La Chine, de bailleur clé à créancier net de l’Afrique : un basculement de 52 milliards de dollars

En l’espace d’une décennie, la relation financière entre la Chine et l’Afrique a profondément changé. Pékin, longtemps considéré comme l’un des principaux pourvoyeurs de capitaux au continent, est désormais devenu un collecteur net de dettes. Selon une nouvelle recherche de ONE Data pour l’Observatoire du financement du développement, publiée mardi, ce renversement représente une oscillation de plus de 52 milliards de dollars.

Le rapport met en évidence un recul marqué des prêts chinois aux gouvernements africains, alors que les remboursements de dettes dépassent désormais largement les nouveaux financements dans une grande partie du continent. Cette évolution traduit un changement structurel dans l’engagement de la Chine en Afrique et accentue la pression sur les finances publiques de nombreux États.

Concrètement, l’Afrique est passée de 30,4 milliards de dollars de flux financiers nets en provenance de la Chine sur la période 2010-2014 à 22,1 milliards de dollars de flux nets versés à Pékin au cours des cinq dernières années. Cela correspond à un basculement de 52,5 milliards de dollars. Dans le même temps, les afflux chinois vers les pays à revenu faible et intermédiaire se sont effondrés, passant de 26,5 milliards de dollars en 2018 à seulement 5,1 milliards en 2024, tandis que les paiements liés au service de la dette ont augmenté de 10,6 à 17,4 milliards de dollars. Entre 2020 et 2024, vingt pays africains ont ainsi enregistré des sorties nettes de capitaux vers la Chine, pour un montant cumulé de 33,8 milliards de dollars.

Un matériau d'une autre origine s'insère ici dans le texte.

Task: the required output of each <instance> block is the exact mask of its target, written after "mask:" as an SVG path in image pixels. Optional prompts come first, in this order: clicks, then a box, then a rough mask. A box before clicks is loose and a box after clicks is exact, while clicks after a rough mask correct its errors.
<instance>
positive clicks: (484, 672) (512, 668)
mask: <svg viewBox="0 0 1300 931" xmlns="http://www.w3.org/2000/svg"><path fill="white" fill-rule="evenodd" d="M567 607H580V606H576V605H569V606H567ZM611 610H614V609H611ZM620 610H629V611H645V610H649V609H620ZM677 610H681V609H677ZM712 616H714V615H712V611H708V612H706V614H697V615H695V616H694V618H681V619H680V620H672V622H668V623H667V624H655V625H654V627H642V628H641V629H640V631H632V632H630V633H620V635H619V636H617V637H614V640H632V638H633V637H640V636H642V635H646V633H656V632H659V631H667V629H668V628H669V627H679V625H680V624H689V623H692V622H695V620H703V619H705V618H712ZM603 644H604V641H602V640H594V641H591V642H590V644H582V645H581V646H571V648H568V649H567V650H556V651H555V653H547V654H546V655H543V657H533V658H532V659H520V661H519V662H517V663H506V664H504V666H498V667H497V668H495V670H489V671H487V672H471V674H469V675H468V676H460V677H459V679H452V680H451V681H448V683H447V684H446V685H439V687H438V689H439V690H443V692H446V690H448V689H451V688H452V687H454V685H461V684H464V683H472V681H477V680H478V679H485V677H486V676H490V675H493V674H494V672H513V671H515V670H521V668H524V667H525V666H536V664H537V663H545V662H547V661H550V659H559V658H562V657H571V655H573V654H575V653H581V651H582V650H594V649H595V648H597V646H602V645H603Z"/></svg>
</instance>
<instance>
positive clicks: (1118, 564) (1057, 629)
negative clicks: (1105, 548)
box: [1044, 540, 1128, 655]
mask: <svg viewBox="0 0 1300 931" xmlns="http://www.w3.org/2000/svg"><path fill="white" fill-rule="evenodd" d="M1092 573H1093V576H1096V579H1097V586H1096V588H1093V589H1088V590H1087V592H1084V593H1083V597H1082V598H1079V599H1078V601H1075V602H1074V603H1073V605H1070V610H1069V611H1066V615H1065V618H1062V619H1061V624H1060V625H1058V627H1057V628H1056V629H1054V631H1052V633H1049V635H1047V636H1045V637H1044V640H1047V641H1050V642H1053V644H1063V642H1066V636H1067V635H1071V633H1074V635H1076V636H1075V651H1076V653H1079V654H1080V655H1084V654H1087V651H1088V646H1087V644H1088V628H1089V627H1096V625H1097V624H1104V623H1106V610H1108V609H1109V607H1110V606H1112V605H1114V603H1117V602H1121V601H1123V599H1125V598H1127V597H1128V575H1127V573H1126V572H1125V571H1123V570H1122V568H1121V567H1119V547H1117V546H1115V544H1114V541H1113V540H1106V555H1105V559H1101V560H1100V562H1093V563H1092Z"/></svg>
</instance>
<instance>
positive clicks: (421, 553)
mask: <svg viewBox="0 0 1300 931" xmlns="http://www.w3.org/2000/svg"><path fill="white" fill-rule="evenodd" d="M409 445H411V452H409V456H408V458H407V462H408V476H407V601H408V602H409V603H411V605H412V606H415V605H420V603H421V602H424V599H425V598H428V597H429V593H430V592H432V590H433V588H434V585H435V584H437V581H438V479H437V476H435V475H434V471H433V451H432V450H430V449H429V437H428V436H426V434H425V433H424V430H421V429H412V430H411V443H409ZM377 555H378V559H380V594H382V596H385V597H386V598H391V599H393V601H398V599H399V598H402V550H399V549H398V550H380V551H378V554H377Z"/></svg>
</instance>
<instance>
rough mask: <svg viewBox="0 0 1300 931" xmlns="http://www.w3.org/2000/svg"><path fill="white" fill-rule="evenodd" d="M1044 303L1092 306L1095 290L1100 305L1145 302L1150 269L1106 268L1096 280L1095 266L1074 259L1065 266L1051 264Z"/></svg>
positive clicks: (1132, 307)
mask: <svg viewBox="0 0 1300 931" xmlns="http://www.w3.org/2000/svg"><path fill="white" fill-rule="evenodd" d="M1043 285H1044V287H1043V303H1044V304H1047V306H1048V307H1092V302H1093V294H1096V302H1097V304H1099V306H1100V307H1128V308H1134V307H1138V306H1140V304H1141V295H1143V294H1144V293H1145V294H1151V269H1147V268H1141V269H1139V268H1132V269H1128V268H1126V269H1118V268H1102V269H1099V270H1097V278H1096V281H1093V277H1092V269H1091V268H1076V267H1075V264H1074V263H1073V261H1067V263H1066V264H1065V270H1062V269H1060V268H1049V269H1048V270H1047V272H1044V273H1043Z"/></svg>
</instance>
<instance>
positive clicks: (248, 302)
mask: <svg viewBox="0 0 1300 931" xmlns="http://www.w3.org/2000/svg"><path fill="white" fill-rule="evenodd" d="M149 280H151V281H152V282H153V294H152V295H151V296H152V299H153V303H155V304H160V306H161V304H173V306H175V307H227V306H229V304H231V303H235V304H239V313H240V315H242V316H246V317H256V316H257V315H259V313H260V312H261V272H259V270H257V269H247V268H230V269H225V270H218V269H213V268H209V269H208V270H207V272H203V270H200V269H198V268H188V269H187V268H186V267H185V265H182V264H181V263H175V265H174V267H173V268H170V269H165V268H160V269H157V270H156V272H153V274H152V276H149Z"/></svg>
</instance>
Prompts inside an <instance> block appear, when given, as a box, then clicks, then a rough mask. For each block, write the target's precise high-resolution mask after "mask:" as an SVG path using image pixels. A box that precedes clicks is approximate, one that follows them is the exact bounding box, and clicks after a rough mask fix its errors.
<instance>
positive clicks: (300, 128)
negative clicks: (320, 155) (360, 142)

Cette situation tranche avec la dynamique des années 2000 et du début des années 2010. À cette époque, la Chine s’était imposée comme le premier prêteur bilatéral de l’Afrique, finançant massivement routes, chemins de fer, barrages et projets énergétiques. Entre 2010 et 2016, les banques politiques chinoises soutenaient des projets de plusieurs milliards de dollars, souvent adossés à des garanties souveraines ou à des ressources naturelles. Mais les inquiétudes croissantes liées à la soutenabilité de la dette, à la rentabilité des projets et aux capacités de remboursement ont progressivement conduit à un repli. Pékin s’est éloigné des « méga-prêts » pour privilégier des projets plus modestes, tout en mettant davantage l’accent sur le recouvrement des créances existantes.

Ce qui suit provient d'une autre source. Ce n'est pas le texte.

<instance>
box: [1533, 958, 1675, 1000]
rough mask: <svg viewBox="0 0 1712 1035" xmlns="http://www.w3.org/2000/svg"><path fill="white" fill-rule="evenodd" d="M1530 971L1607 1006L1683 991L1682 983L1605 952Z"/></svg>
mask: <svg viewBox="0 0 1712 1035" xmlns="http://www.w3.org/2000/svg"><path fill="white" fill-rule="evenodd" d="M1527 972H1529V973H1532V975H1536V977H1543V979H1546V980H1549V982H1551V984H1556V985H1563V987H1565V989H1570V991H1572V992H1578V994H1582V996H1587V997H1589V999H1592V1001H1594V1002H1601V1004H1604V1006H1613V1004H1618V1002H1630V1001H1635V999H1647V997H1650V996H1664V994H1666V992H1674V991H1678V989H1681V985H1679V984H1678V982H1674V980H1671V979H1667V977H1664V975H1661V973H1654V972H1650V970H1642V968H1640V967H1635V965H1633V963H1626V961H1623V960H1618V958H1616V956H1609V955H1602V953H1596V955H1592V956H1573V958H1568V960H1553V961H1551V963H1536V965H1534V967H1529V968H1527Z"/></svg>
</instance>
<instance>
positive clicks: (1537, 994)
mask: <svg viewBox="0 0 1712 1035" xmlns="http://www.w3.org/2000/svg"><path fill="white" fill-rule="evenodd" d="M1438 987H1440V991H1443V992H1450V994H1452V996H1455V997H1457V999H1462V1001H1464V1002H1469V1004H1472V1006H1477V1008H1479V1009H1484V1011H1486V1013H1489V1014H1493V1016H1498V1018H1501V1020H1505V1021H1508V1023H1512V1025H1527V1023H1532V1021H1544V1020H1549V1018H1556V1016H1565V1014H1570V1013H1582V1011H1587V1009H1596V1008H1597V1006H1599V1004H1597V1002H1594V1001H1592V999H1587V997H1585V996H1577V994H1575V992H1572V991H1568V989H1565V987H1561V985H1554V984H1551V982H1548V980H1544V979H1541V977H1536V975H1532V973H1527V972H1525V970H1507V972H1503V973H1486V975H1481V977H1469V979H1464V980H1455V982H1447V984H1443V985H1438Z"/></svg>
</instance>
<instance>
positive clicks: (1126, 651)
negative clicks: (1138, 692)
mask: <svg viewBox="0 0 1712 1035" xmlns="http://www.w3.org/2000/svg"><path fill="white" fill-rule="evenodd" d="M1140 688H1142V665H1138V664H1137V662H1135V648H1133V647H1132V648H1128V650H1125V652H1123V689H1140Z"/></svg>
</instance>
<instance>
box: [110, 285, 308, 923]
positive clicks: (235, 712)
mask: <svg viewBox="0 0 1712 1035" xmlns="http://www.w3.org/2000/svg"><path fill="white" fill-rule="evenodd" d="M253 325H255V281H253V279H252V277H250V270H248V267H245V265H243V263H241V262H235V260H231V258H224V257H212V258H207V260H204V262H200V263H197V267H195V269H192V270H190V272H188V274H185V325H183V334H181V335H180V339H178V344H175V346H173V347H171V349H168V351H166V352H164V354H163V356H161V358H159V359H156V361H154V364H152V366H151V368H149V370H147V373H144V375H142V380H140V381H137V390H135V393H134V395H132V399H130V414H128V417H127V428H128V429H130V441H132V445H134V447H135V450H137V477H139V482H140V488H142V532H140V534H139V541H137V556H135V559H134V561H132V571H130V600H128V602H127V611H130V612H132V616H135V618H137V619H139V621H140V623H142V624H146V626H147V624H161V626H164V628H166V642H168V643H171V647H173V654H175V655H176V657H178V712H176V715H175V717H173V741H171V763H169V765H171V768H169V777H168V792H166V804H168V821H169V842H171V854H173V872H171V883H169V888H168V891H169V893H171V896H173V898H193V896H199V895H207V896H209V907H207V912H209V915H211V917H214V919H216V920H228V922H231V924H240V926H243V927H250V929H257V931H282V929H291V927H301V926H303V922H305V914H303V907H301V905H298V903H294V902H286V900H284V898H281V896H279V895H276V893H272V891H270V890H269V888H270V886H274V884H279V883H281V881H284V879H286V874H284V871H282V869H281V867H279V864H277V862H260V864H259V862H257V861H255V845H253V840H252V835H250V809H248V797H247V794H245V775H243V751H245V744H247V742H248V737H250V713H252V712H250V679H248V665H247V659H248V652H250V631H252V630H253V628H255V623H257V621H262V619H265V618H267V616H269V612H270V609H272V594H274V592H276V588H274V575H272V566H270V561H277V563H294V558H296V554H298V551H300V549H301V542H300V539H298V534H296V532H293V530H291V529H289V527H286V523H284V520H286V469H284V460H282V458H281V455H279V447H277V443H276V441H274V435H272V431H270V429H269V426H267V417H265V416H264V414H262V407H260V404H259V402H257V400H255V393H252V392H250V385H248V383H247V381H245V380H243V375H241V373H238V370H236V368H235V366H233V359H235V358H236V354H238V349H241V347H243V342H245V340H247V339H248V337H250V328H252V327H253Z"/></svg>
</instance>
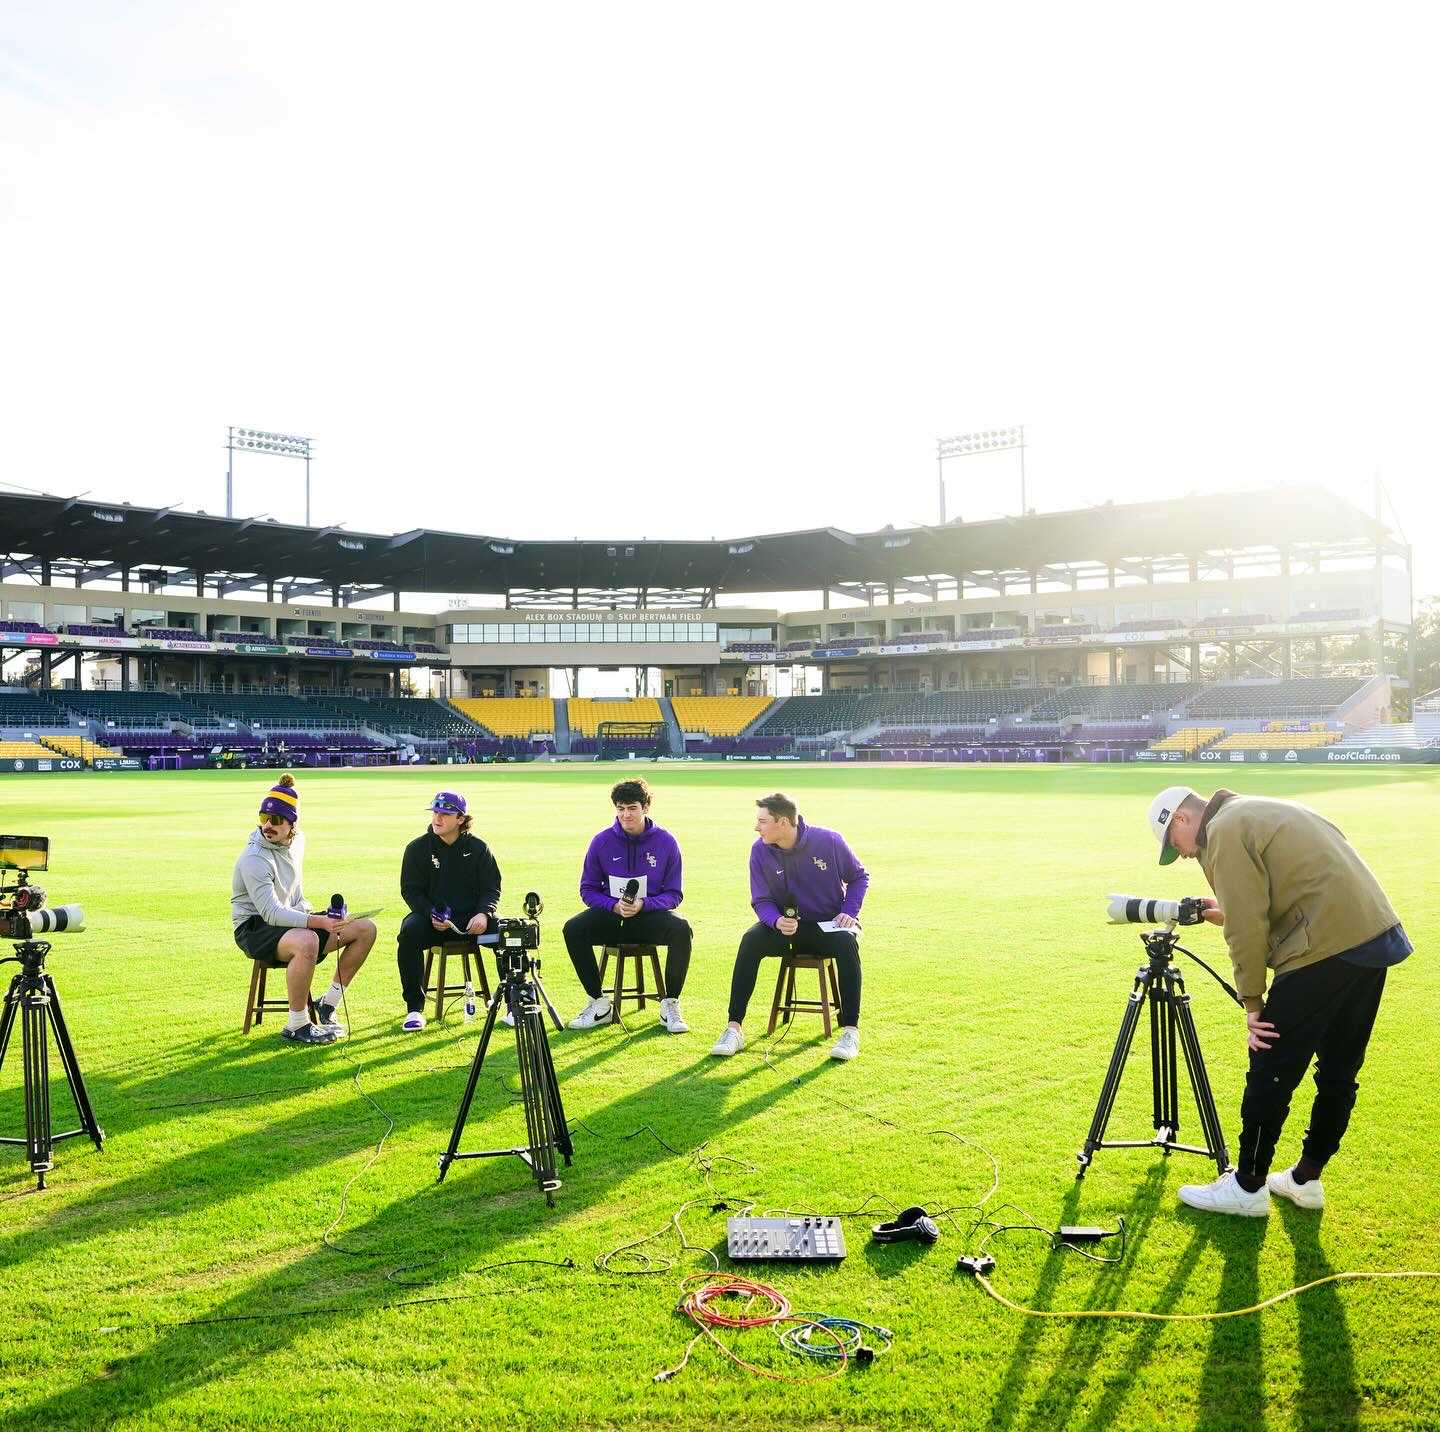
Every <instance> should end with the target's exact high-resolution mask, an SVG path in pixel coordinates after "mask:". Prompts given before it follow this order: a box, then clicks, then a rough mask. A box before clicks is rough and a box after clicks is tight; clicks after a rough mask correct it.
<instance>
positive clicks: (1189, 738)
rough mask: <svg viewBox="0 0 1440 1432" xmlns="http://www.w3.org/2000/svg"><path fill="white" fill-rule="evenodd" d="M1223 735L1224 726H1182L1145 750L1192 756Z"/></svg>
mask: <svg viewBox="0 0 1440 1432" xmlns="http://www.w3.org/2000/svg"><path fill="white" fill-rule="evenodd" d="M1224 733H1225V728H1224V726H1182V728H1181V729H1179V730H1172V732H1171V733H1169V735H1168V736H1165V738H1162V739H1161V740H1156V742H1152V743H1151V745H1149V746H1148V748H1146V749H1149V751H1184V752H1185V755H1188V756H1192V755H1194V753H1195V752H1197V751H1204V749H1205V748H1207V746H1208V745H1210V743H1211V742H1215V740H1218V739H1220V738H1221V736H1223V735H1224Z"/></svg>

D’autres sources confirment cette tendance. Un rapport récent du Global Development Policy Center de l’université de Boston indique que les prêts chinois à l’Afrique sont tombés à 2,1 milliards de dollars en 2024, contre 28,8 milliards en 2016. Cette chute reflète à la fois une moindre appétence des prêteurs chinois et une prudence accrue des États africains, de plus en plus tournés vers la restructuration de leur dette et la consolidation budgétaire plutôt que vers de nouveaux emprunts.

À mesure que le rôle de la Chine s’est réduit, d’autres acteurs ont partiellement comblé le vide. Les institutions multilatérales de développement ont fortement accru leur présence. D’après ONE Data, des organismes comme la Banque mondiale ont plus que doublé leurs financements aux pays en développement sur les cinq années allant jusqu’en 2024, par rapport à la même période dix ans plus tôt. Ces prêteurs multilatéraux ont fourni près de 378,7 milliards de dollars, soit environ 227 200 milliards de FCFA, représentant 56 % des flux financiers nets vers les pays en développement, une part deux fois plus élevée qu’une décennie auparavant.